Knowledge answers
What it does
Customers ask questions that structured data cannot answer: "Do I need to arrive early?", "Is there parking?", "What's your cancellation policy?", "Are you open on Christmas Eve?". Before Phase 0, all three inquiry intents (services, hours, other) answered from structured DB rows only. The other catch-all dead-ended with a "I'll check with the team" deflection because its raw_data was an empty dict.

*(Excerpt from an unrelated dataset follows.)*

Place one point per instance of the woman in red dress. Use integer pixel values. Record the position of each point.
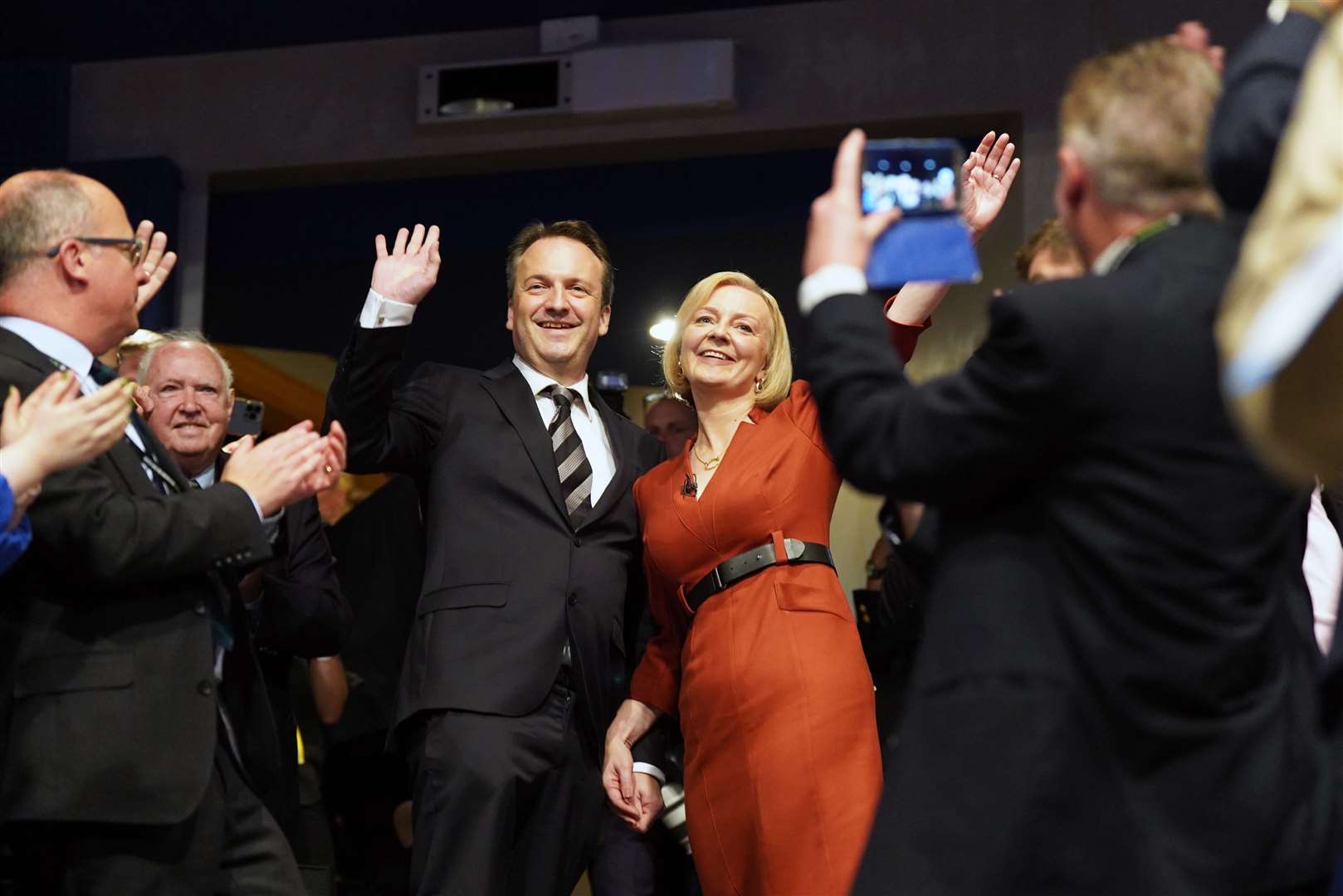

Phase 0 fixes this with the simplest possible mechanism: curated per-tenant knowledge_snippets rows injected directly into the existing answer_shaper prompt. The model performs the "retrieval" by attention — no vector index, no embedding column, no retrieval subsystem. Because a single service business's entire knowledge base is on the order of tens of short snippets (not thousands of documents), the whole active KB fits comfortably in the prompt window. Ratiba ships grounded free-form answers from day one with a backend-only change: one new table, one new service function, one dispatcher line, one prompt revision.
Real embeddings + pgvector retrieval are deferred as YAGNI — ADR-0013 records both the decision and the observable graduation trigger that makes "not yet" expire with evidence rather than guesswork.
How it fits
The knowledge_snippets table
The table lives inside each tenant's schema (auto-scoped by the ADR-0002 search_path rule — no tenant_id column needed). For the full per-tenant schema routing design, see Identity and tenancy.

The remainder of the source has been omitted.